I'm lost concerning semi-reliable brands and power requirements.  Online sales sometimes either provide watt-seconds or simple wattages.  I'm always reading wonderful things about AlienBees but they are too expensive for me.  Recommendations?

Thanks!
Neuner


----------



## Big Mike (Feb 17, 2009)

How about using rechargeable batteries for your hotshoe unit (which you should be doing anyway) or maybe using a battery pack for it?  (You should be able to plug in a battery pack and use that to power the flash).
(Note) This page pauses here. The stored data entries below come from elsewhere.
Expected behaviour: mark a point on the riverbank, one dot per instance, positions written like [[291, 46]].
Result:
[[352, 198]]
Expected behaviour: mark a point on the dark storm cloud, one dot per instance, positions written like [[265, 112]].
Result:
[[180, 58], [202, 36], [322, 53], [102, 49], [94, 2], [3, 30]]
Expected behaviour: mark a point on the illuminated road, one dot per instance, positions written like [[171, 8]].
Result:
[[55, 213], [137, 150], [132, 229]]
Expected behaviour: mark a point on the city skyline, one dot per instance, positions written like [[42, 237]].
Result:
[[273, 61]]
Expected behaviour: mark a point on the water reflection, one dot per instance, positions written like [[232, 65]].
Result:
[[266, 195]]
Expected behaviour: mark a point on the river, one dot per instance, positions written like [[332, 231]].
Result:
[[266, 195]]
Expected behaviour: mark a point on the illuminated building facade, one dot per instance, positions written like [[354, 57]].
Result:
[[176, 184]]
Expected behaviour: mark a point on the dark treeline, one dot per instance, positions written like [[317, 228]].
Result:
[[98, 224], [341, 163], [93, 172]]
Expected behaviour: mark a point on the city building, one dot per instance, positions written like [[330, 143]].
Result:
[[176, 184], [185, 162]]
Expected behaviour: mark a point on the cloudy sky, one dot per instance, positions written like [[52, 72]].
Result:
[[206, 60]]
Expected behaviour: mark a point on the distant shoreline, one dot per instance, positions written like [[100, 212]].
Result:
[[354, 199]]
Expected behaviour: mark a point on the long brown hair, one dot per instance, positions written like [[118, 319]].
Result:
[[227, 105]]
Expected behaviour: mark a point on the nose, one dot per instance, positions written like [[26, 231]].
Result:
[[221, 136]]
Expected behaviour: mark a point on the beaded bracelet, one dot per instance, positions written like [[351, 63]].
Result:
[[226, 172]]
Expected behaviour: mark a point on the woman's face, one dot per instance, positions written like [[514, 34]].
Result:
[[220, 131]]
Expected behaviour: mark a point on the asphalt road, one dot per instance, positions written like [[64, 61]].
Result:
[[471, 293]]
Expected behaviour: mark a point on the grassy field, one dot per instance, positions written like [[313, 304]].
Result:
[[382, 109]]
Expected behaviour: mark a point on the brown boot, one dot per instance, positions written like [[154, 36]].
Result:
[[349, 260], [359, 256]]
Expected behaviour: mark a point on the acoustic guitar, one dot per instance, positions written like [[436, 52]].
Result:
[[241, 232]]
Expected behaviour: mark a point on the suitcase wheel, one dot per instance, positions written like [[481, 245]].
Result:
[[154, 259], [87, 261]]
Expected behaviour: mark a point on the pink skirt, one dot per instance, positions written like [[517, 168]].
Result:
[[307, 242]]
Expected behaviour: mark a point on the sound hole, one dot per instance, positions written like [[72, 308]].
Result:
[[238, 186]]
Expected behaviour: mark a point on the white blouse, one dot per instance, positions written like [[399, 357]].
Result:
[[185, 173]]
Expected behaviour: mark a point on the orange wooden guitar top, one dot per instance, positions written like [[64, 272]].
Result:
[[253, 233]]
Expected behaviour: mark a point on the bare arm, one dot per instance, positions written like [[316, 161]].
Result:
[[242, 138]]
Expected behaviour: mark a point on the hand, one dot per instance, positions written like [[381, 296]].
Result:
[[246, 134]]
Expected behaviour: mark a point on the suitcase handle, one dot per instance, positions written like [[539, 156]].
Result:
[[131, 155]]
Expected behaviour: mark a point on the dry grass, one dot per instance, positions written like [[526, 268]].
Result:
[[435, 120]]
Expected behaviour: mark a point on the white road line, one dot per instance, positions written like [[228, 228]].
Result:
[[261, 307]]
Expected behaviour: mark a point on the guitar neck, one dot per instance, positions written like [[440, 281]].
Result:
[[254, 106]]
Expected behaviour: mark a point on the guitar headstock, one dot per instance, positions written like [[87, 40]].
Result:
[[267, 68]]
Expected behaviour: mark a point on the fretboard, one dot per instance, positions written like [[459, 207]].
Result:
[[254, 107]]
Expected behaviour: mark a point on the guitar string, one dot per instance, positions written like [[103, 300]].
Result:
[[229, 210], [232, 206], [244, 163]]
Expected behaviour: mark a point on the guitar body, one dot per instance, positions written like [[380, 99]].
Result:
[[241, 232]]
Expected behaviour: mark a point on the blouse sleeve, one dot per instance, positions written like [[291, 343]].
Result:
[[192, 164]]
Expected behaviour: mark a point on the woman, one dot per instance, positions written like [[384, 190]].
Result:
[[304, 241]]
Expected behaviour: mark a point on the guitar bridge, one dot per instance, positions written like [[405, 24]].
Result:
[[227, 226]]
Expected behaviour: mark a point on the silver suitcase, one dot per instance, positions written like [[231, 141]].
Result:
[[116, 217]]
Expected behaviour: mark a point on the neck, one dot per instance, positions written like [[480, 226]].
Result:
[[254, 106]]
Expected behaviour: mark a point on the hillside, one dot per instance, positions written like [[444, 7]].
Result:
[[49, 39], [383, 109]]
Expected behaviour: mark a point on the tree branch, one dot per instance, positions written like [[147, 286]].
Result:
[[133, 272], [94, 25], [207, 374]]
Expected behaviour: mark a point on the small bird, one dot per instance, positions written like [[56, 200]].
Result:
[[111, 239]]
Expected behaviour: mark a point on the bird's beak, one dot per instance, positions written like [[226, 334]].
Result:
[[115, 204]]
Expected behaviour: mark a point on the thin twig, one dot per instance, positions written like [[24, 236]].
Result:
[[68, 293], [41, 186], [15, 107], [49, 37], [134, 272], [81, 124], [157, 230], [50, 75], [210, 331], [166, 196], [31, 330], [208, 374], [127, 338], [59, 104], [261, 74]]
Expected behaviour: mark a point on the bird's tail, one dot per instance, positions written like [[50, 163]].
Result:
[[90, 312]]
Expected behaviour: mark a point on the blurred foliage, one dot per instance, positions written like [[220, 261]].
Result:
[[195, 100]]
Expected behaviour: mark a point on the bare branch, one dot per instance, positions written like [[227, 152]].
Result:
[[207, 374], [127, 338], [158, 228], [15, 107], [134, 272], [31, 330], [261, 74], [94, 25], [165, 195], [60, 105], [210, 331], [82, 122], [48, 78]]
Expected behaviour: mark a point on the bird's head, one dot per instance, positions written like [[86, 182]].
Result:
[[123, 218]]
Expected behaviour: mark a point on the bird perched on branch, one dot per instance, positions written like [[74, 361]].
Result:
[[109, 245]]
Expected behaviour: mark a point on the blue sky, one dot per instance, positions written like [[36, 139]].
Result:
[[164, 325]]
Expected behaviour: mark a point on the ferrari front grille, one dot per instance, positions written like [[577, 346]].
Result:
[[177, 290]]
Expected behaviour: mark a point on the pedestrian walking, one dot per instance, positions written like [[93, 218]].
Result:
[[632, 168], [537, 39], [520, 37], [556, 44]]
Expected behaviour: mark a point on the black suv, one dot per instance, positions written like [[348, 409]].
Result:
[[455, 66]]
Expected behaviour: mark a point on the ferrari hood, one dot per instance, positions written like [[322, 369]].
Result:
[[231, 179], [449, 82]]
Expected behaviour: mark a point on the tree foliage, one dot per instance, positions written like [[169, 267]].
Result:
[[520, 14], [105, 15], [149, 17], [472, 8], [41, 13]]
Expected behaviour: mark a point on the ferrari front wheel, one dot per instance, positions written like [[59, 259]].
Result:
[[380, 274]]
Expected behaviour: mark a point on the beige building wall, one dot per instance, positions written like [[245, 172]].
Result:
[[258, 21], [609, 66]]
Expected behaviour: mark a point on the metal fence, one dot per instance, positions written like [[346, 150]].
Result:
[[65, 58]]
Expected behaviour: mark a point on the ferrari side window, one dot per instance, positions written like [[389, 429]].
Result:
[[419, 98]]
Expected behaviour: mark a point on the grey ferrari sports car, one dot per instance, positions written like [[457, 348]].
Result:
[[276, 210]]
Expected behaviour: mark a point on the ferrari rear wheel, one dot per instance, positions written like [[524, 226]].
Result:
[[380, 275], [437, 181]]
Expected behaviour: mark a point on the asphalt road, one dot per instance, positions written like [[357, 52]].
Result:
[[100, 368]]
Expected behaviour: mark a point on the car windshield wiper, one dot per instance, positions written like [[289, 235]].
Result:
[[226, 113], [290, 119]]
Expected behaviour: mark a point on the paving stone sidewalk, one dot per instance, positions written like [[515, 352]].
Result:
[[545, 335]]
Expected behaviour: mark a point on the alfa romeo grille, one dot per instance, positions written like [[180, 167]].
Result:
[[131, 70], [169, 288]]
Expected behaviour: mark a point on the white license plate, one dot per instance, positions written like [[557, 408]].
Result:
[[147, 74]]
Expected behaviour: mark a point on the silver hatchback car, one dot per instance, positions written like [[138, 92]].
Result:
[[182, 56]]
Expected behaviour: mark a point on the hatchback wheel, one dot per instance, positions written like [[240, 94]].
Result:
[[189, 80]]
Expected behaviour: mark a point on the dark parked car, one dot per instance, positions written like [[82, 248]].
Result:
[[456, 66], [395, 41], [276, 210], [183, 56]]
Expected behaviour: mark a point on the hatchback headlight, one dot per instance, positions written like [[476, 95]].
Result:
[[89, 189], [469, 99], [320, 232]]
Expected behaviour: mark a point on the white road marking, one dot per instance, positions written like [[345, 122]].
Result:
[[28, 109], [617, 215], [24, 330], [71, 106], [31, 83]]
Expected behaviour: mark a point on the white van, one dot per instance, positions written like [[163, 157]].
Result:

I really don't know much about the cheap 'studio' lights...I would still recommend going with something like an Alien Bee or Elinchrom D-lite.  A basic one light kit shouldn't be too expensive.


----------



## Neuner (Feb 17, 2009)

Rechargeables provide a faster recycle time but they don't last as long from my experience.  I like the portability that hotshoe flash offers for when I venture out but just for shoots around the house I'd like to get something I plug & go.

In just searching around on the web I see the Flashpoint Models.  They have the same recycle time I'm use to at 4-6 seconds and variable power range.  I don't need anything quicker. Are they a decent line?


----------



## Big Mike (Feb 17, 2009)

> Rechargeables provide a faster recycle time but they don't last as long from my experience.


I've found that my NiMH batteries last longer than alkaline batteries because alkalines start to slow down when they are only half drained (or somewhere around there)...at which time I would have to change them (for the shooting that I do).  

I often took my 'used' alkaline batteries and used them around the house for months.

My 2800 mah NiMH batteries will last for several hundred shots before I need to change them.  Two or three sets will last a whole day of shooting a wedding.

Best of all, they are rechargeable and keep me from using batteries that might otherwise end up in a landfill etc.  

I don't know anything about Flashpoint...but they look OK.  The thing is that to get one with decent power, you are already close to the price of other brands like AB or Elinchrom.


----------



## Ron_Uriel (Mar 15, 2009)

You can find some worthwhile inexpensive monolights that will cost you less then half the price of a hotshoe flash. I've recently reviewed such monolight and was very satisfied with its performance. You can read my review here.


----------



## DeadEye (Mar 15, 2009)

I am not a fan of monolights. I like old school studio pack stuff. Try looking on ebay for speedotron brownline . They are rock solid , cheep and last forever.  Look for a full set up instead of getting one piece at a time.

D.E.


----------